How long does it take to prepare for an exit?

  1. Thinking ahead pays off. Those who start consulting on a sale two or three years in advance are the most prepared. The active sales process is generally between three to six months, but O’Connor highlights that this can stretch longer: “The overall deal timeline, including initial offers or indications, early marketing, fireside chats, all the way through sale, preparation, diligence and execution can be more in the range of 12 to 24 months.”
  2. A compelling exit and equity story can also help you optimally time your exit or sale. This means knowing your portfolio investment and capital allocation strategy and having a clear proposition behind it. Roberts advises owners to ask themselves, “will that story resonate with different types of investors or buyers and their requirements?”
  3. Undertake vendor due diligence, readying answers for any legal, commercial, and financial questions that the purchaser will have. Jacques Callaghan, Managing Director, Mid-Market M&A, HSBC Investment Banking, also recommends: “As part of preparation, one needs to hire a series of specialists and advisors, to ensure that all the due diligence is comprehensively done.”

It’s never too early to start preparation and business owners should not forget about how much time you need to personally prepare yourself for an exit.

How do you get the timing right?

What can you do if the timing is wrong, but you still need to sell?

  1. Forward planning on time-related issues such as structuring (including separating parts of the business for sale) is advised. “It does take time to make sure that you can get a good structure for the existing business. Time needs to be taken to ensure all stakeholders are in line with that – restructuring done well in advance is critical,” says Roberts.
  2. Consider the time-bound tax issues and what you may need to do, to mitigate loss of reliefs. “The key timing from a tax point of view is two years,” explains Barnett. “Often you will need to have two years of ownership to qualify for inheritance tax relief or business asset disposal relief, which gives you a lower rate of capital gains tax when you sell.”
  3. Effectively managing the flow of information is imperative. Understandably, an exit process can be quite an unsettling time, particularly when people may feel they’re not in the know. But at the same time, you don’t want information getting out too quickly, because it could “disrupt the business,” adds Barnett.
  4. Consider alternative financial solutions to delay an exit. Even if the timing is perceived as sub-optimal, Anna Macrae, Senior Director, Corporate Banking Origination, HSBC UK, advises that there is always an option to explore lending products or minority investors in the short term, to ensure the business is well-prepared for sale.

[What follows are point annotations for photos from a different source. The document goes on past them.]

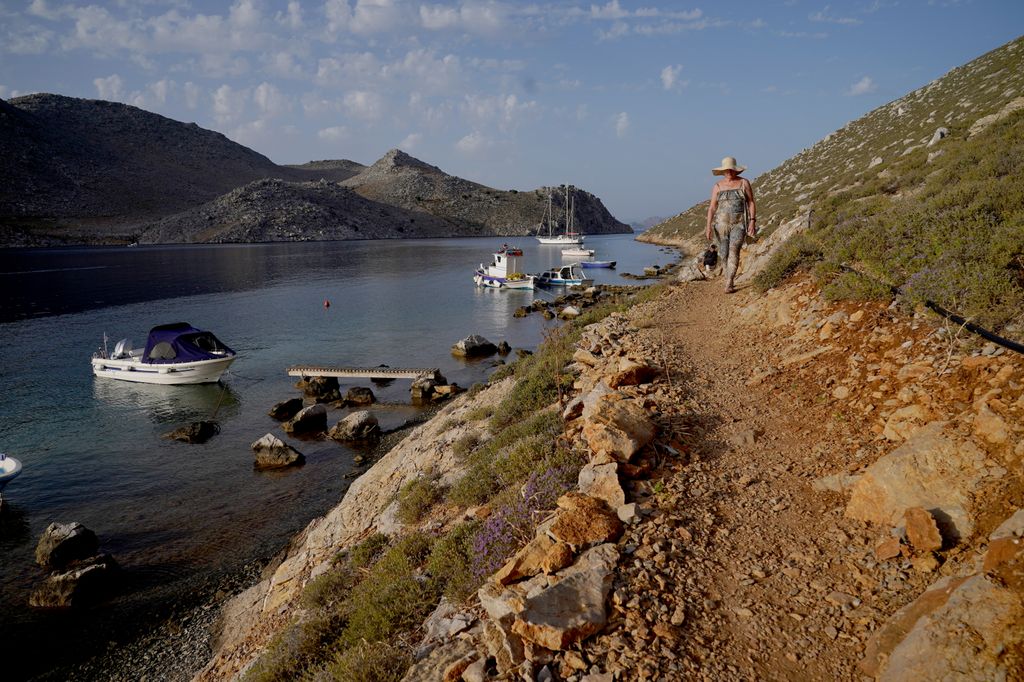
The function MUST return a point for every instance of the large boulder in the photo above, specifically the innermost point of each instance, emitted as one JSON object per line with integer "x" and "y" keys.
{"x": 359, "y": 395}
{"x": 197, "y": 432}
{"x": 934, "y": 470}
{"x": 474, "y": 345}
{"x": 83, "y": 582}
{"x": 322, "y": 389}
{"x": 616, "y": 427}
{"x": 308, "y": 420}
{"x": 571, "y": 607}
{"x": 286, "y": 409}
{"x": 359, "y": 425}
{"x": 272, "y": 453}
{"x": 584, "y": 520}
{"x": 62, "y": 543}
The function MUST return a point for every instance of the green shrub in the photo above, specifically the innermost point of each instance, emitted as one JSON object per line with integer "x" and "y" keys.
{"x": 479, "y": 414}
{"x": 465, "y": 444}
{"x": 451, "y": 561}
{"x": 369, "y": 662}
{"x": 796, "y": 252}
{"x": 391, "y": 598}
{"x": 369, "y": 550}
{"x": 417, "y": 497}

Big picture concerns in exit timing

The last few years have seen no shortage of socio-economic events that could impact exit timing – from Brexit and Covid to wars and global supply chain crises. Preparation can help businesses minimise the impact.

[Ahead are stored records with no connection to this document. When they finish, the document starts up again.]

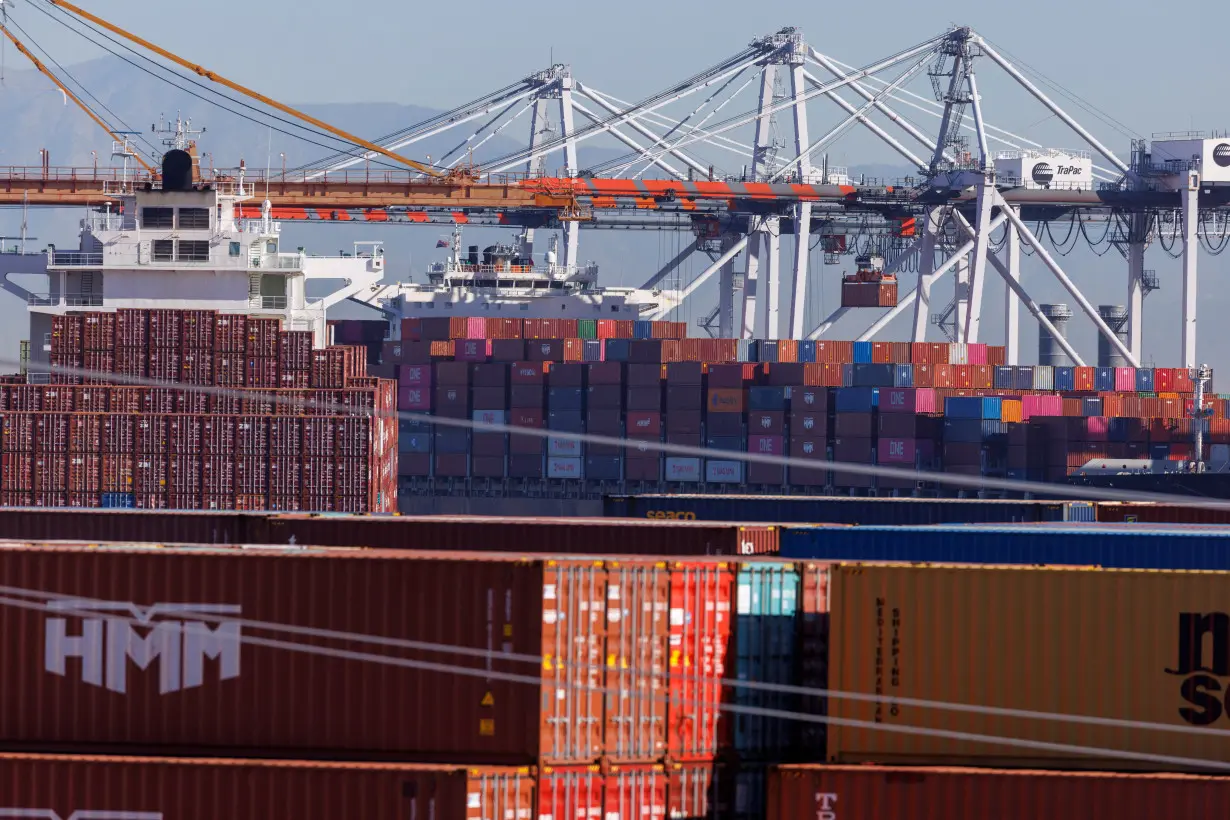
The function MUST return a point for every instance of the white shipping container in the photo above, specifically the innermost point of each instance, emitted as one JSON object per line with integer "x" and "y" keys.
{"x": 490, "y": 417}
{"x": 565, "y": 469}
{"x": 683, "y": 469}
{"x": 565, "y": 448}
{"x": 723, "y": 472}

  1. The M&A backdrop can be analysed to determine if it is favourable for your exit. Tobias Sommer, Managing Director, Mid-Market M&A, HSBC Investment Banking, suggests assessing the three factors that drive M&A: CEO confidence, the public equity markets, and how available debt is at the time.
  2. More predictable geopolitical events – such as the election cycle – can have an impact, but you can use it to influence your timing. Willem Sels, Global CIO, HSBC Private Bank, points out that it “can either lead to lower valuations or even make liquidity completely dry up.” He suggests companies should aim to be ahead of such events or wait until they have passed.
  3. Personal resilience also plays a key role in staying on track. Limb recognises that fortitude is what got business owners to where they are today: “It drives them forward and makes them passionate about succeeding.” However, Roberts cautions business owners not to become too emotionally involved in the process or outcome.

While it’s clear that you can’t forecast momentous events, what you can do is plan for and prepare your exit strategy, maintaining a degree of resilience throughout.